Jupyter at Bryn Mawr College |
|||
Public notebooks: /services/public/dblank / CS110 Intro to Computing / 2015-Spring / Notes |
We have seen that we have needed to sort data in a couple of places:
Sorting a set of items is a good place to dive into the idea of an algorithm.
An algorithm is a well-defined, complete, step-by-step description that performs a process in a finite amount of time and space.
Before, we have used a straightforward algorithm that is so stupid, it doesn't have a name. Let's call it squared_sort for a reason that will become obvious shortly.
The Squared sort algorithm, stated very abstractly:
Compare all combinations of values at positions i and j: Swap where item at i is greater than the item at j
The Squared sort algorithm, stated with more details about an implementation:
Starting at the first element and going to second-to-last item, call this i: Starting at i, and going to last item, call this j: if the item at location i is greater than the item at location j: Swap the items at i and j end if end j loop end i loop
An algorithm is not so specific that it requires that it be written in a computer language. However, it is specific enough that it can be written in a programming language.
squared_sort
looks like this in Java:
void squared_sort() {
for (int i = 0; i < array.length - 1; i++) {
for (int j = i; j < array.length; j++) {
comparisons++;
if (array[i] > array[j]) {
swap(i, j);
}
}
}
}
void swap(int i, int j) {
swaps++;
int tmp = array[i];
array[i] = array[j];
array[j] = tmp;
}
As we discussed in class, this sorting algorithm will compare all pairwise combinations of items, swapping the elements of an array if the first (array[i]) is bigger than the second (array[j]).
Things to note:
comparisons
, and swaps
About how many comparisons and swaps will be performed on an array of 10 items?

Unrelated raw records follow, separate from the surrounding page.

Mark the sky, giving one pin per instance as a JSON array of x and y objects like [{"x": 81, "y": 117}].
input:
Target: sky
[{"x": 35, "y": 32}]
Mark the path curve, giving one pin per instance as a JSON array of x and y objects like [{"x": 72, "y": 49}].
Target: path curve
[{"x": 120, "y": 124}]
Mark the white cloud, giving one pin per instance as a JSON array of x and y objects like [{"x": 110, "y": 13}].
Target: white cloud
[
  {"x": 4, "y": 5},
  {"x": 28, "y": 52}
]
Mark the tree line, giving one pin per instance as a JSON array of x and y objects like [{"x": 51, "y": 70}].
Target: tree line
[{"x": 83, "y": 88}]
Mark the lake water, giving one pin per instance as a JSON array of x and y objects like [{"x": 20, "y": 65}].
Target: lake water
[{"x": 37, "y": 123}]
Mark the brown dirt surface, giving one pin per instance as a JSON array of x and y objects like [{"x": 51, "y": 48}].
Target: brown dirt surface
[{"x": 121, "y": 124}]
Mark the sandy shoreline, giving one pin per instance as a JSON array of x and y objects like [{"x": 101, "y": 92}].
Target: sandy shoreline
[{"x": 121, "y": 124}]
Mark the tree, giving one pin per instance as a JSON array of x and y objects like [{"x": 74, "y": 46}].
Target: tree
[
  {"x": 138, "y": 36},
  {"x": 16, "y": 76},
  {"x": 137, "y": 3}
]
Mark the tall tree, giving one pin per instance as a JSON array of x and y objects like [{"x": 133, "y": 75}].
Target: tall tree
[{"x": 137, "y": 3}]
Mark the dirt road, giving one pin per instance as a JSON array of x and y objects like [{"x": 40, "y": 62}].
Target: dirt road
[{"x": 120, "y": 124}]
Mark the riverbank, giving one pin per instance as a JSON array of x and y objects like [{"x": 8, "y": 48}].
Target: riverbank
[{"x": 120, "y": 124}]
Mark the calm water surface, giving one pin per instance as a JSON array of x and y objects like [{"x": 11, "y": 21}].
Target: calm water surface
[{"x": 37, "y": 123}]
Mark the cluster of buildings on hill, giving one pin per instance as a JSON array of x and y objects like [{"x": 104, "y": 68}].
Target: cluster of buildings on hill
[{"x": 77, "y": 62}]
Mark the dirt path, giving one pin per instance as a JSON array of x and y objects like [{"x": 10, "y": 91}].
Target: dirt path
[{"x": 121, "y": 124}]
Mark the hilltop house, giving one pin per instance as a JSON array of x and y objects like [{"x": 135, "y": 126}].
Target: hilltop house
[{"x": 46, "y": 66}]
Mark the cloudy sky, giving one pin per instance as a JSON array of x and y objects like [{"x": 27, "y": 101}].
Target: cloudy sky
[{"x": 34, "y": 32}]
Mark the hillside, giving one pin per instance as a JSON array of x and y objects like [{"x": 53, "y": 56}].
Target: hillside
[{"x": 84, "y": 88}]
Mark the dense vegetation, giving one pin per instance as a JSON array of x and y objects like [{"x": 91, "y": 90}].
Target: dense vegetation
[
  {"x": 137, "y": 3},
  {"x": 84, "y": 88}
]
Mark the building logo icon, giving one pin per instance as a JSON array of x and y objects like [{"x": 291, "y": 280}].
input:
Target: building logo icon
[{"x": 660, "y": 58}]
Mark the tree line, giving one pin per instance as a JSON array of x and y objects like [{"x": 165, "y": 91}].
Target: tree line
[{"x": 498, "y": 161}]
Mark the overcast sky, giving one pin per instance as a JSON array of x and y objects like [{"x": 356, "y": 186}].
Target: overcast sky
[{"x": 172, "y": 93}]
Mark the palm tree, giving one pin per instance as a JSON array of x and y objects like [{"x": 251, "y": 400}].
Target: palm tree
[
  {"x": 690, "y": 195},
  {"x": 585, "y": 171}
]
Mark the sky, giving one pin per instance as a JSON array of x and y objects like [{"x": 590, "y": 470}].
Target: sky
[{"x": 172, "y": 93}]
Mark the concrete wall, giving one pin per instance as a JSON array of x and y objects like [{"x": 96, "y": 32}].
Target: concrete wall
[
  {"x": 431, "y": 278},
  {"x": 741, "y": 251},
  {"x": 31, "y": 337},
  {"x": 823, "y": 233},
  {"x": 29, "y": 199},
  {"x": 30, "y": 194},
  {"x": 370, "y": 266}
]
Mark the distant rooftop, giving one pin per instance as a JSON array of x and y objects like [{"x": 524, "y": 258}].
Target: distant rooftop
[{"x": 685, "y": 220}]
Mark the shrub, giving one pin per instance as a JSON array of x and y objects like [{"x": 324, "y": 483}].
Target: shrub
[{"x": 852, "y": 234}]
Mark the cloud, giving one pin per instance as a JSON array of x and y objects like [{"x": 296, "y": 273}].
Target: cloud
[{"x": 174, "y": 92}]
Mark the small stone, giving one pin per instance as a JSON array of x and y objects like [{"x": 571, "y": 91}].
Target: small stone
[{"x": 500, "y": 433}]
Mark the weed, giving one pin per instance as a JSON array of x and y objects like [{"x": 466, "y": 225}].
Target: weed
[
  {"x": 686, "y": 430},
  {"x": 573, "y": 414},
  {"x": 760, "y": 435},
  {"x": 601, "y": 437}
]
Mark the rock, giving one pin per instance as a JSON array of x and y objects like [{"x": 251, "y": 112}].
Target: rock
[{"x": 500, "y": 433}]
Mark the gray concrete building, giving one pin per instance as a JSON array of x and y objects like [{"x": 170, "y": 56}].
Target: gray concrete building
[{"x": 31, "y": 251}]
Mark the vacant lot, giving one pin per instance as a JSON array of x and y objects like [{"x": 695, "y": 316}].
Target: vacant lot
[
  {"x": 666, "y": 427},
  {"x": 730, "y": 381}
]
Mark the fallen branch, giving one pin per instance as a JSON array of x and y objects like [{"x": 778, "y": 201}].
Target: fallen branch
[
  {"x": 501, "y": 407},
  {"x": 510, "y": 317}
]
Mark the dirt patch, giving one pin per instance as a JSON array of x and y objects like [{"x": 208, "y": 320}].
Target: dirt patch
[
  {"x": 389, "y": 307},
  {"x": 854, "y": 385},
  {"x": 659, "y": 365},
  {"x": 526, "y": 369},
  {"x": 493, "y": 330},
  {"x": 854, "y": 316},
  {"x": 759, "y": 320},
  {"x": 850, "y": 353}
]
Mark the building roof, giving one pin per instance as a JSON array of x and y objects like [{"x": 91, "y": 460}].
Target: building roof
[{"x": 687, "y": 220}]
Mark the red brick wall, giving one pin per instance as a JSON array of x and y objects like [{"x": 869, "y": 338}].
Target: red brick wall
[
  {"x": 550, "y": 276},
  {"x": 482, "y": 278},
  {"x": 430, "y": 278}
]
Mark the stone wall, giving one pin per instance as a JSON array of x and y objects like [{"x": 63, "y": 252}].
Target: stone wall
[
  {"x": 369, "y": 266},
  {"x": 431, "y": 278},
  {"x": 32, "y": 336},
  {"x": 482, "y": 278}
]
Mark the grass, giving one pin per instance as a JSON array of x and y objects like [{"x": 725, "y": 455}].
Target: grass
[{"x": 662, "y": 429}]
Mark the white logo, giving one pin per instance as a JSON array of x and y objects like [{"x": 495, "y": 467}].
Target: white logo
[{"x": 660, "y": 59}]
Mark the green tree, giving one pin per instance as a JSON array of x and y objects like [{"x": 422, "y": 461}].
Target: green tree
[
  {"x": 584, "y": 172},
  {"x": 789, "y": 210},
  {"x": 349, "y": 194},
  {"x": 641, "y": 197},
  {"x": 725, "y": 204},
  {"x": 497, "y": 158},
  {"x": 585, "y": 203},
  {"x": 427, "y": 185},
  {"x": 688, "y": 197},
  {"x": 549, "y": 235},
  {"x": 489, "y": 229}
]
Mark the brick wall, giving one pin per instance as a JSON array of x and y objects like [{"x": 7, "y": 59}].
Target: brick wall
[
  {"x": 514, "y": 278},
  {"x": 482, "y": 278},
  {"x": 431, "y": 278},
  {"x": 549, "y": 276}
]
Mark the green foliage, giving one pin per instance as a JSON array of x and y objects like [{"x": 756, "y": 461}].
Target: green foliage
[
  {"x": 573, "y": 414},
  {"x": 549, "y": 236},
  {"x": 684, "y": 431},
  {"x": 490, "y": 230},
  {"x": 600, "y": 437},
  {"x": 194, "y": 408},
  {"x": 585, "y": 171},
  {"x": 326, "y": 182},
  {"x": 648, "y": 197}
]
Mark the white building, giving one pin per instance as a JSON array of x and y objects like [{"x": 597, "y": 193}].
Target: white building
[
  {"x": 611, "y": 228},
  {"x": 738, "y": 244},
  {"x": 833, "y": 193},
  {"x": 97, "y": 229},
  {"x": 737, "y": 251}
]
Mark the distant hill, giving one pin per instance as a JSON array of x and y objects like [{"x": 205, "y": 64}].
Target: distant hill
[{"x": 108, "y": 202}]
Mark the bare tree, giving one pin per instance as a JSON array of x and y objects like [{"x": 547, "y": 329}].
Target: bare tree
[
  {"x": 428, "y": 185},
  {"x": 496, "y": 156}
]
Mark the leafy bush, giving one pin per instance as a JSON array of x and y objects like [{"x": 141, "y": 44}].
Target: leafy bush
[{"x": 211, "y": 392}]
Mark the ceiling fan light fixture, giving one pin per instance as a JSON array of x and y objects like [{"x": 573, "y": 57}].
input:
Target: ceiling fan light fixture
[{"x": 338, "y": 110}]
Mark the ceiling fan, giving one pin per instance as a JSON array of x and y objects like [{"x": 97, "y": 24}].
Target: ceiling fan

On 1000 items?
Stop here and think.
Ok, now let's experiment!
Putting everything together to create an array of 10 random numbers, and sort them using squared_sort.
Shows the time, comparisons, and swaps for 10 random elements.
int [] array;
int comparisons = 0;
int swaps = 0;
void squared_sort() {
for (int i = 0; i < array.length - 1; i++) {
for (int j = i; j < array.length; j++) {
comparisons++;
if (array[i] > array[j]) {
swap(i, j);
}
}
}
}
void swap(int i, int j) {
swaps++;
int tmp = array[i];
array[i] = array[j];
array[j] = tmp;
}
void print_array() {
for (int i = 0; i < array.length; i++) {
print("" + array[i] + ", ");
}
println("");
}
println("-----------------------------------------------------------------");
array = new int [10];
for (int i = 0; i < array.length; i++) {
array[i] = int(random(array.length));
}
comparisons = 0;
swaps = 0;
println("Before sorting:");
if (array.length < 100)
print_array()
start = millis();
squared_sort();
stop = millis();
println("Squared sort took: " + (stop - start) + " ms, " + comparisons + " compares, " + swaps + " swaps on random " + array.length);
if (array.length < 100)
print_array()
You should see output that is similar to:
Before sorting: 6, 3, 9, 5, 4, 3, 1, 8, 5, 5, Squared took: 0 ms, 54 compares, 22 swaps on random 10 1, 3, 3, 4, 5, 5, 5, 6, 8, 9,
Does that match your expectations?
If we look at the algorithm (or code) we see that we run through all of the items in the array, and for each of those, we basically run through the items in the array again! You'll study these ideas much more in Data Structures, but as a rough approximation, we see that we'd make about $n ^ 2$ comparisons (where n is the number of items in an array). That would be about 100 in this example. (Actually, we see that since j starts at i, it is really $n^2/2$ which is closer to what we actually see, 54).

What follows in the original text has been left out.